Given that \(p = 0.2624 > 0.05 = \alpha\), we fail to reject the null. We have no evidence that the observed data on eye color from UNG students departs from the nationwide probability.

Example: Using Tables and Formulas

We have the observed data vector above. We need to calculate the expected vector which is based on probabilities.

Observed Data Vector and Expected Vector

Starting with the observed data vector (shown above), we need to know the sample size which we can find with a summation of the vector obs:

sum(obs)

250

We compute the predicted value for the number of students expected to have each eye color by multiplying the probabilities from the model by the total sample size.

• Blue: \(32\%\) of \(250 = 80\)

• Green: \(15\%\) of \(250 = 37.5\)

• Hazel: \(12\%\) of \(250 = 30\)

• Light Brown: \(16\%\) of \(250 = 40\)

• Dark Brown: \(25\%\) of \(250 = 62.5\)

We can calcuate these values in R as shown below:

exp <- prob * 250
exp

1. 80
2. 37.5
3. 30
4. 40
5. 62.5

Gathering it all together, we have the following matrix:

tab = matrix(c(obs, exp), nrow = 2, byrow = TRUE)
rownames(tab) <- c('Observed', 'Expected')
tab

Observed	68	41.0	30	51	60.0
Expected	80	37.5	30	40	62.5

Calculating the Test Statistic \(\chi^2\)
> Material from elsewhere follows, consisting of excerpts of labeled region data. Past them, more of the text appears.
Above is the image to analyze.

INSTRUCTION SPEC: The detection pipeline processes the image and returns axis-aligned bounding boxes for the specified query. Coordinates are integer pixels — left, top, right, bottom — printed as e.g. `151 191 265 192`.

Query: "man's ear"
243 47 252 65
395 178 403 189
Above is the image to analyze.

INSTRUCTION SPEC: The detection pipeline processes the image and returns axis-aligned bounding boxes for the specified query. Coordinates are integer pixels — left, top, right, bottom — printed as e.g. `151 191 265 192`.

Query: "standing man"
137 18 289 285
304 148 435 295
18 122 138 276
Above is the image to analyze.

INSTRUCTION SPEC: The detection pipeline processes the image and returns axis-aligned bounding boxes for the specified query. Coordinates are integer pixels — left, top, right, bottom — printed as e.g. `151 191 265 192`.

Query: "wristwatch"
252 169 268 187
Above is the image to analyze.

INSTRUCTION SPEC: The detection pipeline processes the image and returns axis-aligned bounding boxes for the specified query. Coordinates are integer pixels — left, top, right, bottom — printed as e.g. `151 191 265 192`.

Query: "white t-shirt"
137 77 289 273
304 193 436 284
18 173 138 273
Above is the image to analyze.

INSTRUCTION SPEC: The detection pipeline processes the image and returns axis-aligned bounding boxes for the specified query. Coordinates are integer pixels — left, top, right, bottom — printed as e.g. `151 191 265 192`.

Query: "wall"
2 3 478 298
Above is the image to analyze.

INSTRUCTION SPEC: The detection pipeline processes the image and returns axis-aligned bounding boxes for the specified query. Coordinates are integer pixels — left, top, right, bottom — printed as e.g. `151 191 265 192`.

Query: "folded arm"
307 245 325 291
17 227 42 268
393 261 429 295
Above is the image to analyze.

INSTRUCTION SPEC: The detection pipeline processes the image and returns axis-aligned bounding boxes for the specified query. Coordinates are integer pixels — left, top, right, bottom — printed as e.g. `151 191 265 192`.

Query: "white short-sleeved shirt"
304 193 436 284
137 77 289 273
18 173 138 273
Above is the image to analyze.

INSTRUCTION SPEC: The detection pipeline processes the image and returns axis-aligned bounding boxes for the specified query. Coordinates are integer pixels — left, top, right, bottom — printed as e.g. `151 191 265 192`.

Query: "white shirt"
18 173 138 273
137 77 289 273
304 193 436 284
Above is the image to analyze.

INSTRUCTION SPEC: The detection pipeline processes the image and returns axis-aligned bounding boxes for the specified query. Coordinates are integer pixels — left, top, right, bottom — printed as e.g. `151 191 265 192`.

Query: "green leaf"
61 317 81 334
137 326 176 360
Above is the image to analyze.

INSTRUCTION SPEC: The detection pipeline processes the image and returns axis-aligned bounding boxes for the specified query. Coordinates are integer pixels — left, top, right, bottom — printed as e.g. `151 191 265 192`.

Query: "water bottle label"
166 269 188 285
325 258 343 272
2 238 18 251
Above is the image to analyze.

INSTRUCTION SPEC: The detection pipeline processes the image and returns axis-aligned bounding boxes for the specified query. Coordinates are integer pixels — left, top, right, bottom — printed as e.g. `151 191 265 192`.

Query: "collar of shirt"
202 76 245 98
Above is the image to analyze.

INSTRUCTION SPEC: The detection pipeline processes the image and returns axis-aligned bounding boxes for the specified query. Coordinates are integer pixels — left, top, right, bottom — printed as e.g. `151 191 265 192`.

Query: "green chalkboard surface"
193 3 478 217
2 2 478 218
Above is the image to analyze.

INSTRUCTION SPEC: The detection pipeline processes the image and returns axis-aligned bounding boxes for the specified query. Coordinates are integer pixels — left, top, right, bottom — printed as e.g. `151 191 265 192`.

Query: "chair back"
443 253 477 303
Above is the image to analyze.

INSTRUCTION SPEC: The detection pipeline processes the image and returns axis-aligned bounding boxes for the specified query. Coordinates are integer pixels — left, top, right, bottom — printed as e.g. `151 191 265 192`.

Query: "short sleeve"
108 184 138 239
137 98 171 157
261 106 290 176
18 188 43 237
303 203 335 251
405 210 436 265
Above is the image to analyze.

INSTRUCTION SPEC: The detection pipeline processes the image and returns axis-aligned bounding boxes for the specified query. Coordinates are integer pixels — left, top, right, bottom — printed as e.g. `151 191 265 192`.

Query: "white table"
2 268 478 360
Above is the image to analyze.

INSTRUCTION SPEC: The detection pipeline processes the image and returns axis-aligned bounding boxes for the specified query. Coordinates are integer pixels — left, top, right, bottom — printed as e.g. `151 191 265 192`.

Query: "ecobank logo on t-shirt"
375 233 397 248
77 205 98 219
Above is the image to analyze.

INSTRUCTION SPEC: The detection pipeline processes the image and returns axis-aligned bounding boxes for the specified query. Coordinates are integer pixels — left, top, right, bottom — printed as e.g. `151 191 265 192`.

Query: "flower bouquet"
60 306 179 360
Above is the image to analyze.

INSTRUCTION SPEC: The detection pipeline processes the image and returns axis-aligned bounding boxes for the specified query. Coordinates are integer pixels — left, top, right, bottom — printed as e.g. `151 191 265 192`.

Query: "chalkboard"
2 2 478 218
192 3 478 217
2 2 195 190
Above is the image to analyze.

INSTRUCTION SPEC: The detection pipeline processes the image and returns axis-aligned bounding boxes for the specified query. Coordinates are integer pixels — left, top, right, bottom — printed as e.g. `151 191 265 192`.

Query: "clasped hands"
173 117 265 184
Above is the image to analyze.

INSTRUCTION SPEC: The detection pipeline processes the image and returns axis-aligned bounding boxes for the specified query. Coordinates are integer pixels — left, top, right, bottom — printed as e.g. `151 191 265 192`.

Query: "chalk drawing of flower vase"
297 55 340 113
Referring to the formula sheet provides the following:

\[\chi^2 = \sum \frac{(O−E)^2}{E}\]

We enter the data into the formula:

\[\begin{split}\begin{align}\chi^2 &= \frac{(68−80)^2}{80} + \frac{(41−37.5)^2}{37.5} + \frac{(30−30)^2}{30} + \frac{(51−40)^2}{40} + \frac{(60−62.5)^2}{62.5}\\&= \frac{1.8}{80} + \frac{12.25}{37.5} + 0 + \frac{121}{40} + \frac{6.25}{62.5}\\&\approx 1.80 + 0.33 + 0.00 + 3.03 + 0.1\\&\approx 5.25\end{align}\end{split}\]

Finding \({\chi^2}^*\) in the Table

From the class \(\chi^2\) table using \(df = \text{number of probabilities} - 1 = 4\) and \(\alpha = 0.05\), we find that:

\[{\chi^2}^* = 9.488\]

Reporting Out

Given that \(\chi^2 = 5.25 < 9.488 = {\chi^2}^*\), we fail to reject the null. We have no evidence that the observed data on eye color from 250 UNG students departs from the nationwide probability.